Melih Aşık / Milliyet
Adı gitti kendi kaldı
Belli oldu ki, özel yetkili mahkemelerin adları değiştirilecek, kendileri aynı kalacak, kendisi de bağımsız olmayan HSYK dilediği zaman belirli suçlarda görev yapacak mahkemeler oluşturabilecekir. Kısacası söz konusu olan sadece bir isim değişikliğidir, başka bir şey değil.
Ali Sirmen / Cumhuriyet
Bir kişi ya da kurum; ya çağ dışıdır ya da değildir...
Yeni açılacak davalar için “çağ dışı”, süren davalar için “çağdaş” olmaz... Bu; hukukun ruhuna aykırıdır!
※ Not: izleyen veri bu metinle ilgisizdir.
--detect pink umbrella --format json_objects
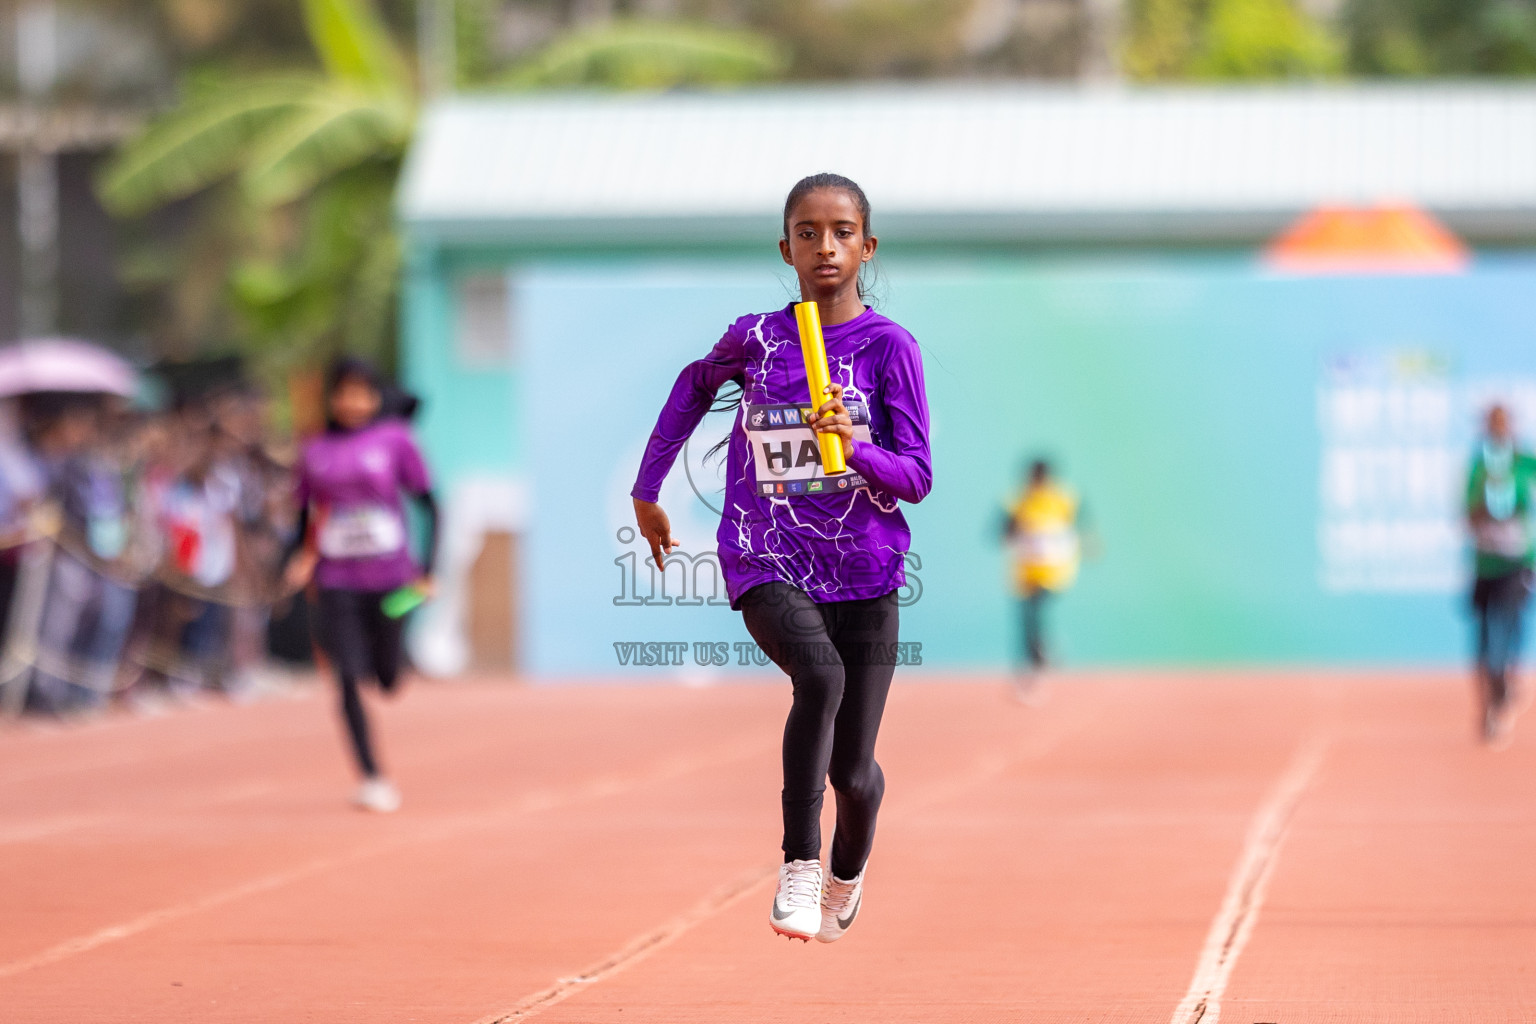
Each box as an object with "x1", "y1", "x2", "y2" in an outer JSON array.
[{"x1": 0, "y1": 338, "x2": 137, "y2": 398}]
Umarım yanlış, Anayasa Mahkemesi’nden döner!
Mustafa Mutlu / Vatan
Endişeleri giderilmiş...
‘Büyük yargı reformu’ aslında yetkiyi komşu iki mahkemeden birinden alınıp öbürüne vermekten ibaret. (...) Genelkurmay Başkanı ve kuvvet komutanları da MİT mensupları gibi özel izne tabi olacak haberleri doğru çıkmadı. Şayet iddia edildiği gibi olsaydı cuntalarla mücadele ağır yara alacaktı. Dolayısıyla eski genelkurmay başkanı İlker Başbuğ’un tahliye imkânı kalmadı.
(...) Sözün kısası: Önceki endişelerimin bir kısmı giderildi ama partili arkadaşların bahsettiği kadar sorunsuz olmadığını da söylemek lazım.